Friday, 21 November 2008

Intermission: The Dark Lady (2)



As suspected, there wasn't anything particularly revealing in the story my mother told. It turned out to be a wild and impossible farrago of persons, places and dates. Paring away the inessentials and non sequiturs, it seems likely that she bought it in Hampshire in the spring or summer of 1948 from a temporary bric-à-brac emporium, more a hut than a shop, somewhere between Fareham and Titchfield. When she passed the same way some time later, the place had disappeared, like The Moving Toyshop in Edmund Crispin's direly self-indulgent thriller. She said she'd paid £50 for it, which was a substantial sum in 1948. I think it's more likely that she paid £5. This was all she could remember about it.

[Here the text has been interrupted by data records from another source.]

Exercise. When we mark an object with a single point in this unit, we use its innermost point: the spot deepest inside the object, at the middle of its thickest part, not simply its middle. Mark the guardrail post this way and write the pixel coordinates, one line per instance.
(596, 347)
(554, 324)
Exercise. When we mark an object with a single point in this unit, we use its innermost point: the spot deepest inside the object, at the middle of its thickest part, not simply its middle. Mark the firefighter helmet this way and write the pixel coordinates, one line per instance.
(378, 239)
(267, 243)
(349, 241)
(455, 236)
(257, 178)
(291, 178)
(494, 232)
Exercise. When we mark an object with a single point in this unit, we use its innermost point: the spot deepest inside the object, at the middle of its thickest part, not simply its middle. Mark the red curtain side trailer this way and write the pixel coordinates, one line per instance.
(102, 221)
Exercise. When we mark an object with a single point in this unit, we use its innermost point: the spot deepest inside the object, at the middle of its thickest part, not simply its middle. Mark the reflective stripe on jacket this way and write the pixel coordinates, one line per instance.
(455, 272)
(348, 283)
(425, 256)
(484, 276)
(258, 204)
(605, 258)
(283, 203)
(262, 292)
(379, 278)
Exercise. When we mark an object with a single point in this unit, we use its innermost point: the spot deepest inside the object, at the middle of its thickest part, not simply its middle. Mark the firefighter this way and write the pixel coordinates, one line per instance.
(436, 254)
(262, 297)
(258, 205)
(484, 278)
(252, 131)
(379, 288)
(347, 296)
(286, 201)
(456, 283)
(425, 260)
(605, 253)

But there's another mystery. If you blow up the image of the restored painting above, you may be able to see that although the new frame is perfectly straight, the edges of the canvas aren't. In fact the portrait has been cut a little irregularly from what must once have been a larger canvas, probably with a knife. It has then been glued on to a slightly larger stretcher, one of no great age, with another canvas already in place. So beneath The Dark Lady there may be another painting, which I expect only X-ray photography will reveal. Could The Dark Lady have been stolen from the portrait gallery of some great house? Was The Moving Bric-à-brac Emporium a receiver's outlet?


As we gathered last weekend, family opinion about the identity of The Dark Lady polarised neatly. The men thought it highly likely that she'd been debauched by some Restoration rake like the poet James Wilmot, Earl of Rochester, who'd done up his breeches, leapt on to his horse and galloped off whistling; hence her peevish expression. The women thought no, come off it, The Dark Lady is advertising her entirely respectable, indeed desirable, availability; if she looks constipated it's because her sell-by date is approaching far too fast.

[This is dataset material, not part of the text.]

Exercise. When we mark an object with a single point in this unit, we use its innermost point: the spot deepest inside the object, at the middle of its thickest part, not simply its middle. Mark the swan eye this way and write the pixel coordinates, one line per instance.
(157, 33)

We won't ever know, will we?

2 comments:

Dave said...

James Wilmot was debauched by a Restoration rake?

You live and learn.

Christopher Campbell-Howes said...

Yes, I put that in just to see if you were on your toes, and you didn't disappoint. It's a useful stratagem for sustaining interest among my PhD readers. Thank you, Dave.

(That is, if 'among' can be applied to any number less than two.)